Suppose that the parameter space is \Theta = \{ \theta _1,\dots ,\theta _ n\}, and assume that one of these, \theta _ i, is the true parameter \theta. (Here we are using the frequentist set-up– the parameter is not modeled as a random variable.)

Let X_1,X_2,\dots ,X_ n be observations. You construct an interval

I=\left[\overline{X}_ n - \sqrt{X_1^2+\cdots +X_ n^2},\overline{X}_ n+\sqrt{X_1^2+\cdots +X_ n^2}\right].

Assume that you have observed X_1,\dots ,X_ n, and you are interested in

\mathbb {P}(\theta \in I|X_1,\dots ,X_ n).

Suppose that you have access to an all-knowing genie, who says that the probability above is greater than or equal to \epsilon, for some \epsilon >0. Using only this information, can you determine

\mathbb {P}(\theta \in I|X_1,\dots ,X_ n)?

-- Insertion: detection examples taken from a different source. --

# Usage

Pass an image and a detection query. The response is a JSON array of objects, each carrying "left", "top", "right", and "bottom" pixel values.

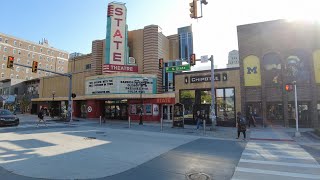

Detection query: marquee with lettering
[{"left": 85, "top": 76, "right": 157, "bottom": 95}]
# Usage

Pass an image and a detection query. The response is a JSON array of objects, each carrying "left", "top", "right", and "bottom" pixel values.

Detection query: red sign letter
[
  {"left": 113, "top": 29, "right": 122, "bottom": 38},
  {"left": 113, "top": 52, "right": 121, "bottom": 62}
]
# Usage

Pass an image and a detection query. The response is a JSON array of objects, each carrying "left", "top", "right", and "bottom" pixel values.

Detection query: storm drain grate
[
  {"left": 84, "top": 137, "right": 97, "bottom": 140},
  {"left": 186, "top": 172, "right": 211, "bottom": 180}
]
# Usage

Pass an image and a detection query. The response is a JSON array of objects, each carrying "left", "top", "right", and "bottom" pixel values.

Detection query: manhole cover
[
  {"left": 96, "top": 131, "right": 105, "bottom": 134},
  {"left": 84, "top": 137, "right": 97, "bottom": 140},
  {"left": 186, "top": 172, "right": 211, "bottom": 180}
]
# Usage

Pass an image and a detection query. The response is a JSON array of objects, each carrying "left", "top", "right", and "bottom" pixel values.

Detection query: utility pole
[{"left": 209, "top": 55, "right": 216, "bottom": 130}]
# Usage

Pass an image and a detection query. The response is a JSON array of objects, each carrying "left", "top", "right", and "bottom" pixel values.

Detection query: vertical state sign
[{"left": 105, "top": 3, "right": 127, "bottom": 65}]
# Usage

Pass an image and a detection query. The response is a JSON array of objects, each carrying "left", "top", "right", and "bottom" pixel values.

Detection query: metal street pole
[
  {"left": 210, "top": 55, "right": 216, "bottom": 130},
  {"left": 293, "top": 81, "right": 301, "bottom": 137}
]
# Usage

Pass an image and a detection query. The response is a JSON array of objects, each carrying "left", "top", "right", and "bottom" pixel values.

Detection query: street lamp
[
  {"left": 50, "top": 91, "right": 56, "bottom": 118},
  {"left": 139, "top": 78, "right": 148, "bottom": 125}
]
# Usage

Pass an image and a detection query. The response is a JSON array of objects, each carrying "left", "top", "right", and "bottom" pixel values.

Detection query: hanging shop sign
[{"left": 190, "top": 73, "right": 228, "bottom": 83}]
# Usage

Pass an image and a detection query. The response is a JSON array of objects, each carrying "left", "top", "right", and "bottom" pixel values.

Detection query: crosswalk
[{"left": 232, "top": 141, "right": 320, "bottom": 180}]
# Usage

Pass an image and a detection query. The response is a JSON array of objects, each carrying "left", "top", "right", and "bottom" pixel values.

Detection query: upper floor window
[{"left": 86, "top": 64, "right": 91, "bottom": 70}]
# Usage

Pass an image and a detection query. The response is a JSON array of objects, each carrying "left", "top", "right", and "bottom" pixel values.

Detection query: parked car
[{"left": 0, "top": 109, "right": 20, "bottom": 126}]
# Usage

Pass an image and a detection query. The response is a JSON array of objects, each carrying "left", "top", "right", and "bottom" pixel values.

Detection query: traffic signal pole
[
  {"left": 292, "top": 81, "right": 301, "bottom": 137},
  {"left": 13, "top": 63, "right": 73, "bottom": 123}
]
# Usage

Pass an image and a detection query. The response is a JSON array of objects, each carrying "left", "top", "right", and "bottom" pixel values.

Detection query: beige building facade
[{"left": 0, "top": 33, "right": 69, "bottom": 81}]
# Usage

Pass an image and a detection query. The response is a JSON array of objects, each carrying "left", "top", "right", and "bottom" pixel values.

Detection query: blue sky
[{"left": 0, "top": 0, "right": 320, "bottom": 68}]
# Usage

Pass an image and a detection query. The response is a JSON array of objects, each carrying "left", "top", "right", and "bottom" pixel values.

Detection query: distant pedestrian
[
  {"left": 248, "top": 112, "right": 256, "bottom": 128},
  {"left": 236, "top": 112, "right": 247, "bottom": 140},
  {"left": 37, "top": 108, "right": 47, "bottom": 127},
  {"left": 196, "top": 111, "right": 203, "bottom": 130}
]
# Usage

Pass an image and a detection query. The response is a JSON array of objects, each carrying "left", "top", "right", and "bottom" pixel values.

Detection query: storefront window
[
  {"left": 180, "top": 90, "right": 195, "bottom": 118},
  {"left": 201, "top": 91, "right": 212, "bottom": 104}
]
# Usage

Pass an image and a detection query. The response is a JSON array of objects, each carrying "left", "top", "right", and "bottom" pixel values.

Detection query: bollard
[
  {"left": 128, "top": 116, "right": 131, "bottom": 128},
  {"left": 203, "top": 120, "right": 206, "bottom": 134}
]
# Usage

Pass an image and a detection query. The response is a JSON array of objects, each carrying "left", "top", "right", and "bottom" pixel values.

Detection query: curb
[{"left": 306, "top": 131, "right": 320, "bottom": 140}]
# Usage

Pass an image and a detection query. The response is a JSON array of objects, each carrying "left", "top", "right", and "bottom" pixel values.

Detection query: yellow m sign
[{"left": 243, "top": 55, "right": 261, "bottom": 86}]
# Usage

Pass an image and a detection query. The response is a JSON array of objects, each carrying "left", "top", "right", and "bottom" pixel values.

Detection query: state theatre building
[
  {"left": 237, "top": 20, "right": 320, "bottom": 128},
  {"left": 175, "top": 68, "right": 241, "bottom": 126},
  {"left": 32, "top": 2, "right": 185, "bottom": 121}
]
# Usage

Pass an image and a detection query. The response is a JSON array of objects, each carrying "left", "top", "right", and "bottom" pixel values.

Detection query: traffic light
[
  {"left": 189, "top": 0, "right": 198, "bottom": 19},
  {"left": 190, "top": 54, "right": 196, "bottom": 66},
  {"left": 159, "top": 58, "right": 163, "bottom": 69},
  {"left": 32, "top": 61, "right": 38, "bottom": 73},
  {"left": 285, "top": 83, "right": 293, "bottom": 92},
  {"left": 7, "top": 56, "right": 14, "bottom": 68}
]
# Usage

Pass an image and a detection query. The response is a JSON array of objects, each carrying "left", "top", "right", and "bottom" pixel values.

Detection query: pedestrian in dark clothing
[
  {"left": 248, "top": 112, "right": 256, "bottom": 128},
  {"left": 196, "top": 111, "right": 202, "bottom": 130},
  {"left": 37, "top": 108, "right": 47, "bottom": 127},
  {"left": 236, "top": 112, "right": 247, "bottom": 140}
]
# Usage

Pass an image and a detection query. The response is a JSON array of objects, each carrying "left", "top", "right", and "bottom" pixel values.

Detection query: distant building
[
  {"left": 69, "top": 52, "right": 83, "bottom": 59},
  {"left": 227, "top": 50, "right": 239, "bottom": 68},
  {"left": 0, "top": 33, "right": 69, "bottom": 81}
]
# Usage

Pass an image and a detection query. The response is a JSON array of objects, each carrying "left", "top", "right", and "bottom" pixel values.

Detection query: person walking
[
  {"left": 196, "top": 111, "right": 202, "bottom": 130},
  {"left": 37, "top": 108, "right": 47, "bottom": 127},
  {"left": 236, "top": 112, "right": 247, "bottom": 140},
  {"left": 248, "top": 112, "right": 256, "bottom": 128}
]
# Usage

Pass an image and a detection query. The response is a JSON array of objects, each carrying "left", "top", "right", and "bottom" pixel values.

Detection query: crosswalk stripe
[
  {"left": 240, "top": 159, "right": 320, "bottom": 169},
  {"left": 242, "top": 153, "right": 314, "bottom": 160},
  {"left": 236, "top": 167, "right": 320, "bottom": 179}
]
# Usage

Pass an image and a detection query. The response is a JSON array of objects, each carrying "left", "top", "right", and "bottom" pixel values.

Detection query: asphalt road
[{"left": 96, "top": 139, "right": 245, "bottom": 180}]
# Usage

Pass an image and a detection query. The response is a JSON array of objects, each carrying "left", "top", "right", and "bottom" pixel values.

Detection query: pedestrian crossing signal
[
  {"left": 32, "top": 61, "right": 38, "bottom": 73},
  {"left": 285, "top": 84, "right": 293, "bottom": 92}
]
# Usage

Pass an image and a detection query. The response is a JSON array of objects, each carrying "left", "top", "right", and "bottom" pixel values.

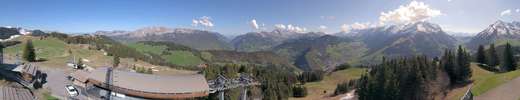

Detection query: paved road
[
  {"left": 475, "top": 77, "right": 520, "bottom": 100},
  {"left": 40, "top": 67, "right": 87, "bottom": 100}
]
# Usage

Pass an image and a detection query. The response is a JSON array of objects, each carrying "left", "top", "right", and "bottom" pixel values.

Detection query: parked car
[{"left": 65, "top": 85, "right": 79, "bottom": 97}]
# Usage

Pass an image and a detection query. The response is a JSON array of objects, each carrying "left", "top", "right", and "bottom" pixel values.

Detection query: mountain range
[
  {"left": 467, "top": 20, "right": 520, "bottom": 49},
  {"left": 5, "top": 20, "right": 520, "bottom": 71},
  {"left": 94, "top": 27, "right": 231, "bottom": 50}
]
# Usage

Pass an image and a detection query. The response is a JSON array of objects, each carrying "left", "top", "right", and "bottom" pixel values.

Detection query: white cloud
[
  {"left": 249, "top": 19, "right": 260, "bottom": 30},
  {"left": 379, "top": 1, "right": 442, "bottom": 24},
  {"left": 191, "top": 16, "right": 215, "bottom": 28},
  {"left": 274, "top": 24, "right": 307, "bottom": 33},
  {"left": 320, "top": 16, "right": 336, "bottom": 20},
  {"left": 340, "top": 22, "right": 375, "bottom": 32},
  {"left": 500, "top": 9, "right": 511, "bottom": 16},
  {"left": 318, "top": 25, "right": 328, "bottom": 32}
]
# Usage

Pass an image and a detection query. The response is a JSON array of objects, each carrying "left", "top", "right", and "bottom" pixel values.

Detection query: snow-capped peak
[{"left": 481, "top": 20, "right": 520, "bottom": 35}]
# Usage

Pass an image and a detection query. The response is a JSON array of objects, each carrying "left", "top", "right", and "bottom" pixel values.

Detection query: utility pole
[
  {"left": 242, "top": 87, "right": 247, "bottom": 100},
  {"left": 105, "top": 67, "right": 113, "bottom": 100}
]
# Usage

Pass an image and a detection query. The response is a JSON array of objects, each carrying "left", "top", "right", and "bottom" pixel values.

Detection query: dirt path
[{"left": 475, "top": 77, "right": 520, "bottom": 100}]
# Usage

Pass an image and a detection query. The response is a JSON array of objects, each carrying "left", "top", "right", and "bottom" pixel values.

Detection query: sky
[{"left": 0, "top": 0, "right": 520, "bottom": 35}]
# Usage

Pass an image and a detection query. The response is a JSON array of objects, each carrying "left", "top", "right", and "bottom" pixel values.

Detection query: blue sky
[{"left": 0, "top": 0, "right": 520, "bottom": 35}]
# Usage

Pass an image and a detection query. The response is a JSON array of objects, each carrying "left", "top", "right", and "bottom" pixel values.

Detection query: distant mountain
[
  {"left": 0, "top": 27, "right": 22, "bottom": 40},
  {"left": 352, "top": 22, "right": 457, "bottom": 62},
  {"left": 468, "top": 20, "right": 520, "bottom": 49},
  {"left": 273, "top": 35, "right": 366, "bottom": 71},
  {"left": 231, "top": 29, "right": 325, "bottom": 52},
  {"left": 95, "top": 27, "right": 231, "bottom": 50}
]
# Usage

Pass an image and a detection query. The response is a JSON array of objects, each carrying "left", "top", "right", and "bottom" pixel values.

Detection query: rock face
[
  {"left": 468, "top": 20, "right": 520, "bottom": 48},
  {"left": 95, "top": 27, "right": 231, "bottom": 50}
]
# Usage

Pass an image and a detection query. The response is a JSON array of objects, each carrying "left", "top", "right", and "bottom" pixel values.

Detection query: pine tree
[
  {"left": 476, "top": 45, "right": 488, "bottom": 64},
  {"left": 441, "top": 50, "right": 458, "bottom": 84},
  {"left": 456, "top": 45, "right": 471, "bottom": 83},
  {"left": 76, "top": 58, "right": 83, "bottom": 69},
  {"left": 501, "top": 43, "right": 517, "bottom": 71},
  {"left": 22, "top": 40, "right": 36, "bottom": 62},
  {"left": 113, "top": 55, "right": 120, "bottom": 67},
  {"left": 488, "top": 44, "right": 500, "bottom": 67}
]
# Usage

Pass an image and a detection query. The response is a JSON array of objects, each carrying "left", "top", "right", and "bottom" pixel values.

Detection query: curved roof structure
[{"left": 72, "top": 68, "right": 209, "bottom": 99}]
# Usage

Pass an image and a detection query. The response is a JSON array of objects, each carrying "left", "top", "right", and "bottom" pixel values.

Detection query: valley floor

If yes, enter your answer to the input box below. If not, enter -1.

1 answer

No, we cannot determine the value of 𝔼(𝜃∈𝐼|𝑋_1,…,𝑋_𝑛) based solely on the information that the probability is greater than or equal to 𝜖, where 𝜖>0.

To determine 𝔼(𝜃∈𝐼|𝑋_1,…,𝑋_𝑛), we need to know the underlying distribution of 𝑋_1,…,𝑋_𝑛 and the true value of 𝜃. The given information only tells us that the probability is greater than or equal to 𝜖, but it doesn't provide any additional information about the distribution or the true value of 𝜃.

Therefore, we cannot determine 𝔼(𝜃∈𝐼|𝑋_1,…,𝑋_𝑛) based solely on the given information. The answer is -1.